Desde el palco, una banda de rock hace canciones de los ’80 entre orador y orador. Sacan desde atrás un tema, por ejemplo de Bruce Springsteen, como si se tratara de un show televisivo con banda en vivo –¿recuerdan uno de Badía y otro de Repetto?– y la gente lo baila unos segundos, hasta que el próximo discurso comienza. De pronto Hillary Clinton, senadora por Nueva York, habla para los inmigrantes, con miras al ’08. Les dice que son ellos los que hacen el peor trabajo, los que limpian sus casas, sus coches, sus escuelas; que son ellos los que ponen el cuerpo y que los Estados Unidos deben agradecerlo. Son varios los demócratas que aprovechan el estrado para lanzar frases suaves aunque no muy promisorias sobre la legalización. Taleigh Smith, activista antiglobalización, de Seattle, está con su cámara al hombro registrando la protesta. “Da rabia ver a los demócratas que se llenan la boca y de todas formas tratan de sacar una ley apenas más piadosa que la de los republicanos dejando afuera a una mayoría”, dice. La ley que se cayó el viernes plantea que obtienen legalidad los que tienen más de cinco años en Estados Unidos. Para los que tienen entre dos y cinco años aquí la cosa es más dura: tienen que salir hacia sus países para pedir legalización. Los otros millones que llegaron en los últimos dos años no tienen derecho a nada y serían tratados como criminales.

“¡Somos inmigrantes, no somos criminales!”, entonan los dos hombres de gran porte y gorras de béisbol. Tienen 56 y 52 años. Llegaron de Ecuador hace más de 20 años y ya no son ilegales. Pero forman parte del fuerte sindicato de la limpieza de edificios, el SEIU, uno de los que adhirió a la marcha. Trabajan en el mantenimiento de una torre de Wall Street, cerca de la marcha. “Nosotros tenemos la suerte de ganar 19 dólares la hora. Pero el mínimo es 6,75 y con eso usted hace unos 800 dólares por mes.

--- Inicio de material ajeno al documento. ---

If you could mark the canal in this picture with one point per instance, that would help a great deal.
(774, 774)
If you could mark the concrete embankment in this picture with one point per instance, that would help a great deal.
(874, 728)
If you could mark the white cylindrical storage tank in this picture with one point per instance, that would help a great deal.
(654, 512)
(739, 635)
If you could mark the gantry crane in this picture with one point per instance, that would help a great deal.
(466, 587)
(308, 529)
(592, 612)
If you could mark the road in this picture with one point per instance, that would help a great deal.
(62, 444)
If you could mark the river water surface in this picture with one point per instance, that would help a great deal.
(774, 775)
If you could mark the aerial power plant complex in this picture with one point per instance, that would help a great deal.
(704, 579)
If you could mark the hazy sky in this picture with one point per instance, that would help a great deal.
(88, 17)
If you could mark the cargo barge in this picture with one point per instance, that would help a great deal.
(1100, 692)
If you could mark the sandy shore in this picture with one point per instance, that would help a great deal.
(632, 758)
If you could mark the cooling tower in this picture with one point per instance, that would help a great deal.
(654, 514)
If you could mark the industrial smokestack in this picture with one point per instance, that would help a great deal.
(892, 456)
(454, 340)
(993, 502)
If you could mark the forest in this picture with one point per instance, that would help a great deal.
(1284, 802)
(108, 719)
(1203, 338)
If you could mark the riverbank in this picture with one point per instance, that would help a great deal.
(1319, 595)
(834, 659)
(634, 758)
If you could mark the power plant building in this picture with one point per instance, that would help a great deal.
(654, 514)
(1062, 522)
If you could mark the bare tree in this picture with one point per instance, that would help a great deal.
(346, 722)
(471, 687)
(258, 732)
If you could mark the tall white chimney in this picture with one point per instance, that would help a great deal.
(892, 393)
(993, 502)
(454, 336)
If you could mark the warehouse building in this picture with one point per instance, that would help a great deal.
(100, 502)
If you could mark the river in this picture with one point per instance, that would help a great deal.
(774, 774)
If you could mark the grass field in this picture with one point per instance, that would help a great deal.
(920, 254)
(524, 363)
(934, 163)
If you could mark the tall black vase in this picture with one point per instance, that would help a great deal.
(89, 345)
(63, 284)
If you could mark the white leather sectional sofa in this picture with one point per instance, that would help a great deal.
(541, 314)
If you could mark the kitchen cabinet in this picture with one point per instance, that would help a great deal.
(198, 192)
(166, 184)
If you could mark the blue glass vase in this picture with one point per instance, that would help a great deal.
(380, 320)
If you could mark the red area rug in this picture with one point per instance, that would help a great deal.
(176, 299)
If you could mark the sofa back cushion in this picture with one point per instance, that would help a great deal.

La renta mínima para una familia es de 1200, así que saque cuentas de cómo vive un trabajador”, dice Francisco Guzmán, el mayor. “Los americanos se aprovechan y al final ganan con la ilegalidad de los nuestros.” Pasos más allá, Rosario Portales, guatemalteca con un año en la ciudad, confiesa temerosa que ella, como ilegal, recibe apenas 300 dólares por mes por su trabajo como cocinera en un puesto de hamburguesas. “Me sueño yo siendo legal, para poder comer mejor”, dice, sencilla y envuelta en una bandera norteamericana que quiere hacer suya con una amnistía soñada.

Argentinos también hay, perdidos por ahí, pero vistosos en la marea migratoria. Luis Suárez se puso la celeste y blanca como capa y hasta tiene una escarapela de strass en el corazón de su remera ajustada. Expulsado –dice– por el corralito que le dejó su indemnización encerrada se vino por un trabajo. Lo tiene. No falta, jura. Es el food-runner de un restaurante y logra sus 1800 dólares mensuales. Le alcanza para vivir con dos amigos, pero no deja de sentirse preso. No puede volver de vacaciones. A su madre, que cría a su hijo de 15 años en Buenos Aires, no le dan la visa. “Hablamos por teléfono, pero sufrimos todos”, cuenta. “Por eso les mando el mensaje de que acá vamos a pelear por que no nos hagan vivir como delincuentes.”

–¡Ningún ser humano es ilegal! –grita desde el palco otro líder chino, pero en español cantado. Es la consigna que más suena. Va escrita en carteles varios.

Hacia el final de la columna de un kilómetro, cuando la clara luz de primavera cae entre los edificios de la avenida Brodway calmando el frío intenso, este cronista se cruza con varias travestis. Una es mejicana. Las otras dos argentinas. Mauricio Rodas, conocida en los ’90 como Estrellita en el Moroco y Ave Porco, anda de camiseta de la Selección y una bandera norteamericana clavada en el rodete. Su amiga entrerriana habla por teléfono con su mamá, en Entre Ríos. “Estoy en la marcha de los ilegales”, le dice a su hermana, del otro lado de la línea. “¿Cómo qué ilegales? ¡Los inmigrantes ilegales, tarada! ¡Pasame con mamá!”, manda. Mauricio confiesa prostituirse por dólares. Algo parecido sus amigas. Llevan siete años en Manhattan. Viven en pleno Times Square. Quieren papeles. “Queremos una amnistía. Que podamos entrar y salir de los Iunaites con tomarnos una pildorita”, bromean, y salen volando como libélulas entre los mexicanos que las piropean. La bandera norteamericana se agita con el viento en la cabeza de la Estrella. Y los del pulpito hacen que la masa repita, a todo pulmón: “¡We are american!”.